Someone posted a picture here http://www.flickr.com/photos/35468141938@N01/2390821455 (click OPTIONS to get the pop up, you can ignore the rest of the comments on the picture about bootcamp).

Test things out first before committing to use it.
 
Partition scheme (Apple Partition Map/APM, GUID Partition table/GPT, Master Boot Record/MBR) is a level higher in the hierarchy then partition format. Looks like you are using APM. Try GUID.

Someone posted a picture here http://www.flickr.com/photos/35468141938@N01/2390821455 (click OPTIONS to get the pop up, you can ignore the rest of the comments on the picture about bootcamp).

Test things out first before committing to use it.


Ah, ok, sorry about that. I am using MBR since that is what Windows uses. I will try again with GUID. Should I format the drive in Windows and make 2 NTFS partitions, then come goto OSX and Erase one of the partitions to HFS+ using GUID ?
 
Ah, ok, sorry about that. I am using MBR since that is what Windows uses. I will try again with GUID. Should I format the drive in Windows and make 2 NTFS partitions, then come goto OSX and Erase one of the partitions to HFS+ using GUID ?

Partition on the Mac with GUID, format the HFS+ partition, then take it to Windows machine and format the other partition for NTFS.

[If XP fails to recognize the disk partitions -- this may happen if you have 32 bit WinXP, see http://www.mediafour.com/products/gptmounter/ ]. Let us know how you get on.
 
Well, it worked the way I did it option #1 that I described in my first post again, this time it worked. I made sure MBR was selected, since my other external drives are set for that.

Not sure why it worked this time, maybe I didnt have MBR selected last time.

On a related note, anyone know a free app that lets you read HFS+ partitions in Windows? I wanted to use FAT32 for my backups, but the image I am backing up is 90GB, so FAT32 isnt an option.
 
Actually FAT32 does not have any practical size limits. (I want to say the real limit is 4 TB or something like that). However windows doesn't let you make it any larger than 32 GB I believe purely to get people to use NTFS. If you make the FAT32 partition on your mac you can make it whatever size you wish.

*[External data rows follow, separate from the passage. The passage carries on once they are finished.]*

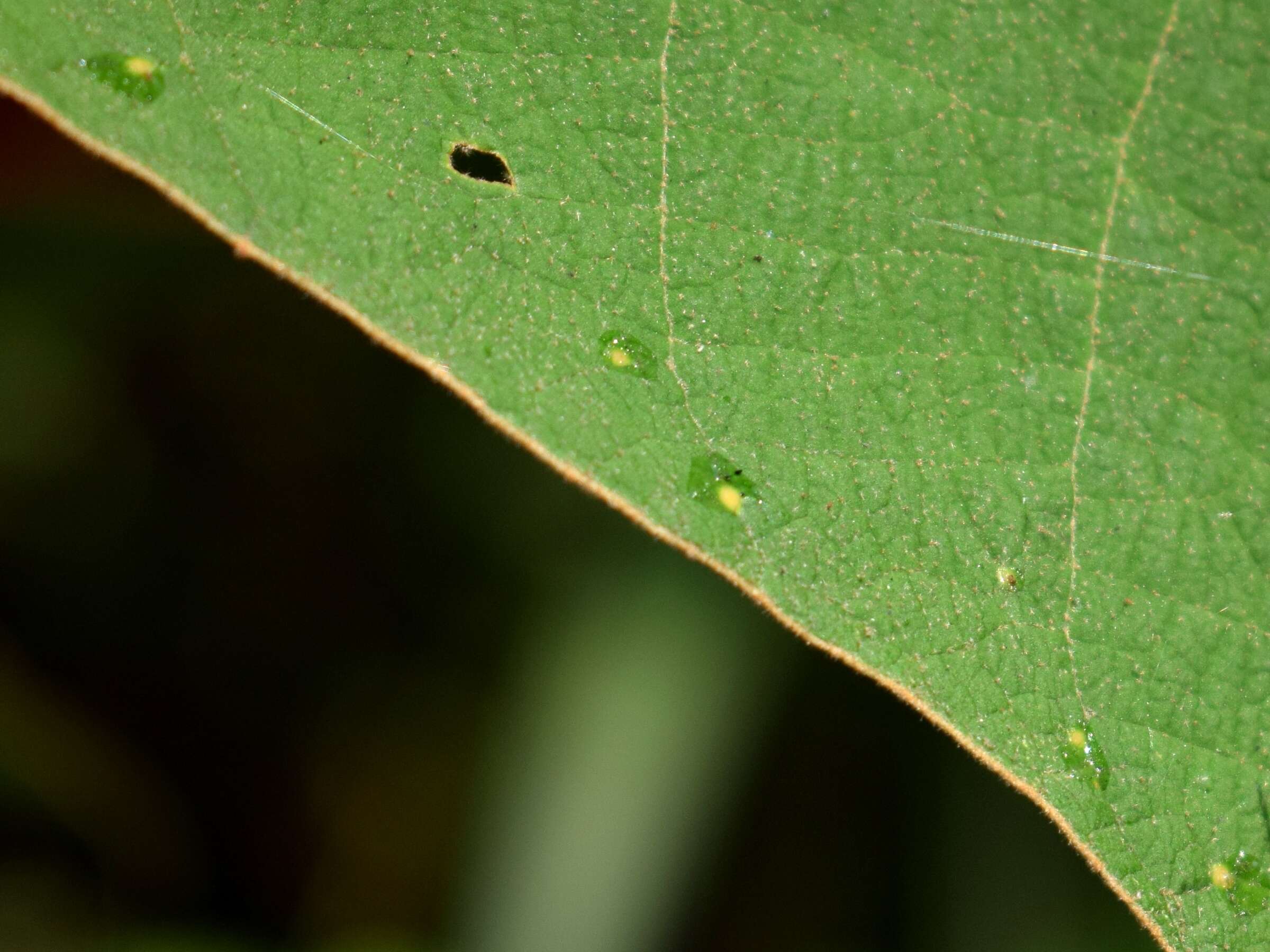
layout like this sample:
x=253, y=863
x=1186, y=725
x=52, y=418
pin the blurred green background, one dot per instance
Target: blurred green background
x=296, y=654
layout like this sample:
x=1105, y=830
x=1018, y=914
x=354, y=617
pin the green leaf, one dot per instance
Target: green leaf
x=973, y=299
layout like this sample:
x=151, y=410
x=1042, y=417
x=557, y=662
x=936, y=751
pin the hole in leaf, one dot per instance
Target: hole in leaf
x=480, y=166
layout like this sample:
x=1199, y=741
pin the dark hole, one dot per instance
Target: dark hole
x=480, y=166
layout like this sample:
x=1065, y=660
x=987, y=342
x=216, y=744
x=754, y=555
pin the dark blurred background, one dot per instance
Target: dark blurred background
x=296, y=654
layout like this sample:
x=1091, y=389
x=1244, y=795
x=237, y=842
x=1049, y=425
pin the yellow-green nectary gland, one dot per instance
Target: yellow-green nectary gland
x=1221, y=876
x=139, y=67
x=731, y=498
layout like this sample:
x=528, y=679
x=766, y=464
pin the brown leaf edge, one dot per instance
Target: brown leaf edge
x=439, y=372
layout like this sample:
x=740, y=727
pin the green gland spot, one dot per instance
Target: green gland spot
x=1245, y=880
x=719, y=484
x=1084, y=757
x=627, y=354
x=137, y=77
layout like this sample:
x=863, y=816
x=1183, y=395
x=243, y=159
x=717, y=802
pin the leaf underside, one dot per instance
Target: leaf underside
x=941, y=329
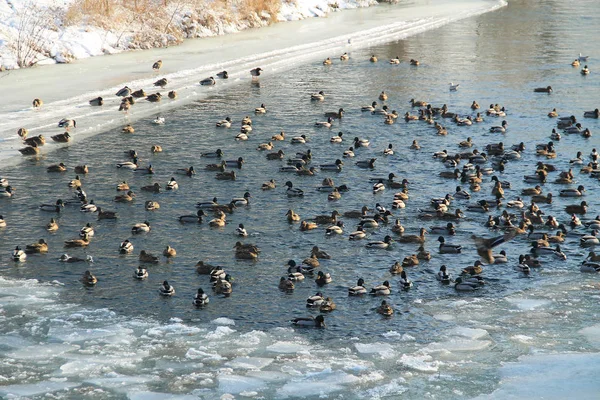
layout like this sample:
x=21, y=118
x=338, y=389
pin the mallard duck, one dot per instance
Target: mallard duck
x=404, y=282
x=447, y=248
x=141, y=227
x=410, y=261
x=499, y=129
x=219, y=221
x=166, y=289
x=89, y=207
x=572, y=192
x=89, y=279
x=381, y=290
x=39, y=247
x=62, y=138
x=484, y=246
x=67, y=123
x=292, y=191
x=323, y=278
x=145, y=256
x=125, y=198
x=83, y=242
x=589, y=240
x=126, y=247
x=226, y=176
x=18, y=254
x=547, y=89
x=133, y=164
x=577, y=208
x=385, y=309
x=366, y=163
x=387, y=241
x=30, y=150
x=140, y=273
x=151, y=205
x=465, y=285
x=57, y=207
x=61, y=167
x=413, y=238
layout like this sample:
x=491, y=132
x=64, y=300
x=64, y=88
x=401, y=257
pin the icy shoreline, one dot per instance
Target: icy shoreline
x=48, y=32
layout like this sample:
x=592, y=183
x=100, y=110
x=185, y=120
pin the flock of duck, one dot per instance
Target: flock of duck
x=506, y=217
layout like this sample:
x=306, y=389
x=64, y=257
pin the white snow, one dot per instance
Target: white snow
x=62, y=43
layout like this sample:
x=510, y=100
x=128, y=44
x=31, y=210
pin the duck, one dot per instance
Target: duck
x=126, y=247
x=446, y=248
x=315, y=301
x=82, y=242
x=166, y=289
x=292, y=191
x=538, y=250
x=397, y=227
x=577, y=208
x=385, y=309
x=387, y=241
x=461, y=194
x=125, y=198
x=308, y=226
x=67, y=123
x=589, y=240
x=325, y=124
x=56, y=207
x=89, y=279
x=132, y=165
x=572, y=192
x=313, y=322
x=366, y=163
x=404, y=282
x=336, y=229
x=381, y=290
x=499, y=129
x=323, y=278
x=18, y=254
x=219, y=221
x=410, y=261
x=30, y=150
x=141, y=227
x=349, y=153
x=359, y=289
x=39, y=247
x=413, y=238
x=89, y=207
x=226, y=176
x=547, y=89
x=151, y=205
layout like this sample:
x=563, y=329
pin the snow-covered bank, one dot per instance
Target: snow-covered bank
x=67, y=90
x=59, y=31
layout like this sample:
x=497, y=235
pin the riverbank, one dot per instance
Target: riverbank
x=61, y=31
x=66, y=88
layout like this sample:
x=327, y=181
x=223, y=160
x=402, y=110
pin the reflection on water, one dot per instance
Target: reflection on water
x=497, y=58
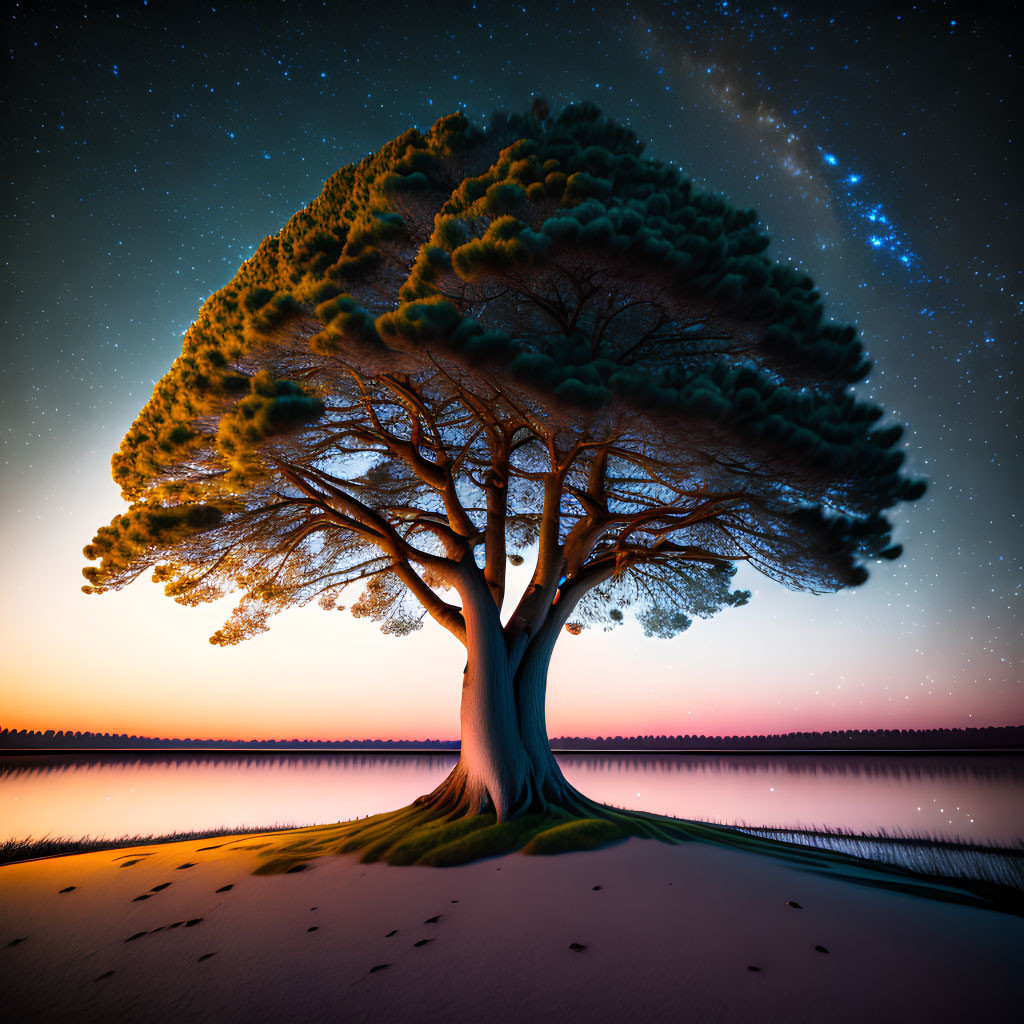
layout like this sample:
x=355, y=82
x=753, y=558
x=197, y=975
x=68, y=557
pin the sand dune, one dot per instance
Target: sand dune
x=636, y=932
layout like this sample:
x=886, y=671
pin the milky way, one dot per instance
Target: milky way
x=150, y=148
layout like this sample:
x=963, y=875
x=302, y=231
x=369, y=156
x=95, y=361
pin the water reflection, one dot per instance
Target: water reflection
x=979, y=798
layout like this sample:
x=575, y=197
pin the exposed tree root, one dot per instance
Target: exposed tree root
x=436, y=832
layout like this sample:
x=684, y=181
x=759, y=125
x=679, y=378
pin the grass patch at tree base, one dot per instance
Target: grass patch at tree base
x=421, y=836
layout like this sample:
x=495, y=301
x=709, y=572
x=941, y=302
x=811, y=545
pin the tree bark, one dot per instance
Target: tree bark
x=505, y=764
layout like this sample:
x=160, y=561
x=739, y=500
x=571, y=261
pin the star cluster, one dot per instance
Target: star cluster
x=152, y=145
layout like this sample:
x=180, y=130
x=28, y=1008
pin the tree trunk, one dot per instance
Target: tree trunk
x=506, y=764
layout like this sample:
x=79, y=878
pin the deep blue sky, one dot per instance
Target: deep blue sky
x=151, y=145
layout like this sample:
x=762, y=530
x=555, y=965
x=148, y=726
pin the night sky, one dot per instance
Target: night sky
x=152, y=145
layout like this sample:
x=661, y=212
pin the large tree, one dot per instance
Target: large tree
x=479, y=343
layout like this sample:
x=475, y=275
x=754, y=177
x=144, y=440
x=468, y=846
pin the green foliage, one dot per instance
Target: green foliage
x=543, y=271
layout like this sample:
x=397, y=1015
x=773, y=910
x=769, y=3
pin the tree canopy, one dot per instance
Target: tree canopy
x=474, y=341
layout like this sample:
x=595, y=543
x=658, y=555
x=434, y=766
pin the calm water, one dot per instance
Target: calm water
x=977, y=798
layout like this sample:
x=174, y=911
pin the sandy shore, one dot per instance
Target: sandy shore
x=636, y=932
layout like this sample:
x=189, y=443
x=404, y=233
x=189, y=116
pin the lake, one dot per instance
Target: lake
x=973, y=798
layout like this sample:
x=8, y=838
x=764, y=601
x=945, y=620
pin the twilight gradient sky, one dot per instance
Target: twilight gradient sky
x=152, y=145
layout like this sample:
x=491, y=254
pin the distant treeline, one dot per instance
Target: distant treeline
x=1007, y=736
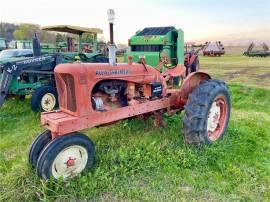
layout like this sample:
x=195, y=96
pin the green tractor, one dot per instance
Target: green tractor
x=35, y=75
x=21, y=44
x=161, y=45
x=94, y=56
x=3, y=44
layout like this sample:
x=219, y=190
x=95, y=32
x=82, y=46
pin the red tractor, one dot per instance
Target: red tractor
x=93, y=95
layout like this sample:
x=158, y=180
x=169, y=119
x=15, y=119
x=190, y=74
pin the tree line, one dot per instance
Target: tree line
x=26, y=31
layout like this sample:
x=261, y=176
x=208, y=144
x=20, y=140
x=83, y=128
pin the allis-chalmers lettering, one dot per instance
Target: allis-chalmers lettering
x=112, y=72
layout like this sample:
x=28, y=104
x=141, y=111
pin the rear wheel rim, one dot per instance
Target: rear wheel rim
x=217, y=118
x=70, y=162
x=48, y=102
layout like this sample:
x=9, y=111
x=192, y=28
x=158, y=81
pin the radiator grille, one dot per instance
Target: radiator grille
x=146, y=48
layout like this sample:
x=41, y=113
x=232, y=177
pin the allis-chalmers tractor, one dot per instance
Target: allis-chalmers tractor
x=92, y=94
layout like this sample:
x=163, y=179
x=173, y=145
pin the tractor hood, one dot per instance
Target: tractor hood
x=77, y=80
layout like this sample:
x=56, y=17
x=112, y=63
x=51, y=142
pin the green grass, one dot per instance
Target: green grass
x=136, y=161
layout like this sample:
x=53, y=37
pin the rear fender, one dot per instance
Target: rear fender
x=190, y=83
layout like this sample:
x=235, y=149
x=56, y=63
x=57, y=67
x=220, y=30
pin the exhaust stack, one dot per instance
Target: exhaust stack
x=112, y=49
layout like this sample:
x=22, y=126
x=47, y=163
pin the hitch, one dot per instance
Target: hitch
x=4, y=85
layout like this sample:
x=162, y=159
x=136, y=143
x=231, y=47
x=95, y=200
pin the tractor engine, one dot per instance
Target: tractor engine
x=111, y=94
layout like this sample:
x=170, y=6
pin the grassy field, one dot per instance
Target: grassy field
x=136, y=161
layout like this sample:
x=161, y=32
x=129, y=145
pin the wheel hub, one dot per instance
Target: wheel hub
x=70, y=162
x=213, y=117
x=217, y=116
x=48, y=102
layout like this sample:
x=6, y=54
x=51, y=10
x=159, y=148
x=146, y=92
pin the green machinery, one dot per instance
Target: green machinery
x=35, y=75
x=157, y=44
x=3, y=44
x=21, y=44
x=94, y=56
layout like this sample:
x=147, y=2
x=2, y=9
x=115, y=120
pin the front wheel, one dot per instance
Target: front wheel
x=207, y=113
x=66, y=157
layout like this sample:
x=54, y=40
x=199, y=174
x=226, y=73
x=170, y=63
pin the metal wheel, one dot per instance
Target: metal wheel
x=70, y=162
x=66, y=157
x=217, y=117
x=207, y=113
x=48, y=102
x=44, y=98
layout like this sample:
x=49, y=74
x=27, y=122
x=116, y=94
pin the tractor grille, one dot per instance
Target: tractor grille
x=66, y=90
x=146, y=48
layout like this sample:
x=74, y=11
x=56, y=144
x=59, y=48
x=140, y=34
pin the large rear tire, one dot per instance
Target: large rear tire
x=44, y=98
x=66, y=157
x=207, y=113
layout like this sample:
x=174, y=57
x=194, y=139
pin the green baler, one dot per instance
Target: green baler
x=157, y=44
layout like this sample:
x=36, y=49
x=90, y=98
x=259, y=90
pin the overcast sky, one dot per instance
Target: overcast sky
x=198, y=18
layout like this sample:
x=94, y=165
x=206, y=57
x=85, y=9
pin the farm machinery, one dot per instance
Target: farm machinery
x=92, y=94
x=250, y=52
x=3, y=44
x=213, y=49
x=34, y=75
x=162, y=45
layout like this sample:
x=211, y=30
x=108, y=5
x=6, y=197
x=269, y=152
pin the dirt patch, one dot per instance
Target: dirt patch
x=232, y=75
x=263, y=76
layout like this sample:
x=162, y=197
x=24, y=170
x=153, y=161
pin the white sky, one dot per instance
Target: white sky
x=198, y=18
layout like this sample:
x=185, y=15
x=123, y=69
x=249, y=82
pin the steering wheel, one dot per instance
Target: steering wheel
x=165, y=59
x=83, y=57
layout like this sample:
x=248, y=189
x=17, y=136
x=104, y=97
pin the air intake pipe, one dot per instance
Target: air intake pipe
x=112, y=49
x=36, y=46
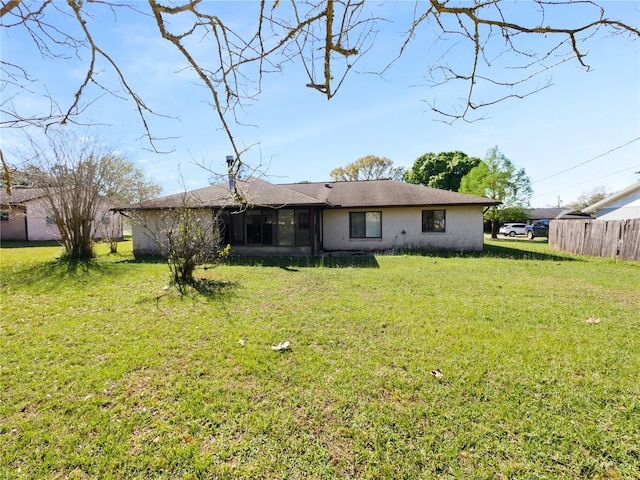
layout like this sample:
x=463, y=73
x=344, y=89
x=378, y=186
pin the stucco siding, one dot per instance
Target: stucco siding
x=402, y=229
x=15, y=227
x=37, y=226
x=149, y=230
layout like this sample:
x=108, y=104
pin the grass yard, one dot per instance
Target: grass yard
x=103, y=374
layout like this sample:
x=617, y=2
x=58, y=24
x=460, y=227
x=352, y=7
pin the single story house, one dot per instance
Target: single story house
x=622, y=205
x=25, y=216
x=311, y=218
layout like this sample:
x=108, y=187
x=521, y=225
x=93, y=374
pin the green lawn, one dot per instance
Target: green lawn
x=103, y=374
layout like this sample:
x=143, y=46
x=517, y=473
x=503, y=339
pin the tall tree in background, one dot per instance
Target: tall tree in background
x=368, y=168
x=441, y=170
x=589, y=198
x=497, y=178
x=82, y=179
x=326, y=39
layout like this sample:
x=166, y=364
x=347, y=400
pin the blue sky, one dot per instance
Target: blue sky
x=581, y=133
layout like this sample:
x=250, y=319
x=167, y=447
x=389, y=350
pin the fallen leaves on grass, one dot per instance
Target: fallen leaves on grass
x=281, y=347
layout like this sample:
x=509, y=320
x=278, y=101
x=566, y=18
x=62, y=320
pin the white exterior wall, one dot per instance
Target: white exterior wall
x=463, y=230
x=39, y=230
x=622, y=209
x=37, y=227
x=147, y=229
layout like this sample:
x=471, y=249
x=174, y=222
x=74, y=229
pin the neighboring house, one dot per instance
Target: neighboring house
x=620, y=206
x=535, y=214
x=310, y=218
x=25, y=215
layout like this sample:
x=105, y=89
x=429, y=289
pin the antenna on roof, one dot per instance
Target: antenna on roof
x=229, y=165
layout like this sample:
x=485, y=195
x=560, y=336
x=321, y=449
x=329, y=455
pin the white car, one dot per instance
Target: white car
x=513, y=229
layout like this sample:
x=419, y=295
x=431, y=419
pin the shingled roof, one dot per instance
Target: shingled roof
x=253, y=190
x=370, y=193
x=384, y=193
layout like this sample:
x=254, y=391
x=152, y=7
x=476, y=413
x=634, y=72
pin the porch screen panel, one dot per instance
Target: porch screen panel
x=286, y=227
x=254, y=227
x=302, y=227
x=357, y=225
x=269, y=226
x=236, y=228
x=373, y=224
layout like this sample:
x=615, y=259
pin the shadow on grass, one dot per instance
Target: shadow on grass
x=292, y=263
x=53, y=272
x=30, y=244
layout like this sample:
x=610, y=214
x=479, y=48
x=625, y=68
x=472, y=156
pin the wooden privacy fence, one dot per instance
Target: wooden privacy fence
x=601, y=238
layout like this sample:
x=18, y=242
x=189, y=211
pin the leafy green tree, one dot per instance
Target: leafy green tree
x=589, y=198
x=82, y=179
x=497, y=178
x=441, y=170
x=368, y=168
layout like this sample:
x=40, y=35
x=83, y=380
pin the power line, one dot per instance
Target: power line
x=586, y=181
x=584, y=163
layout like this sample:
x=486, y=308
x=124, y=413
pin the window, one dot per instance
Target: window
x=285, y=227
x=433, y=220
x=365, y=225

Unless you're saying that 90 GB is treated like one file, in which case FAT32 won't work as its over the 4 GB single file limit. In that case ignore this post.
 
Actually FAT32 does not have any practical size limits. (I want to say the real limit is 4 TB or something like that). However windows doesn't let you make it any larger than 32 GB I believe purely to get people to use NTFS. If you make the FAT32 partition on your mac you can make it whatever size you wish.

Unless you're saying that 90 GB is treated like one file, in which case FAT32 won't work as its over the 4 GB single file limit. In that case ignore this post.


True for the partition size, not the filesize. There is a 4GB max limit on filesize. As I said earlier, I backup to a image file thats about 90GB.
 
Well, it worked the way I did it option #1 that I described in my first post again, this time it worked. I made sure MBR was selected, since my other external drives are set for that.

Not sure why it worked this time, maybe I didnt have MBR selected last time.

You may already know this, but if you ever decide you want to be able to boot your mac from the external (HFS) partition, you won't be able to with it set to MBR.

Intel-based macs need it set to GUID and PowerPC-based need APM.

It's easier to correct this know when you don't have anything on the drive.
 
You may already know this, but if you ever decide you want to be able to boot your mac from the external (HFS) partition, you won't be able to with it set to MBR.

Intel-based macs need it set to GUID and PowerPC-based need APM.

It's easier to correct this know when you don't have anything on the drive.

Yes, I know this. This drive is actually a second backup for my Mac. I also backup to a portable external drive and do a bootable clone. The drive I am using on this thread is just a backup to an image file, so I couldnt boot to it.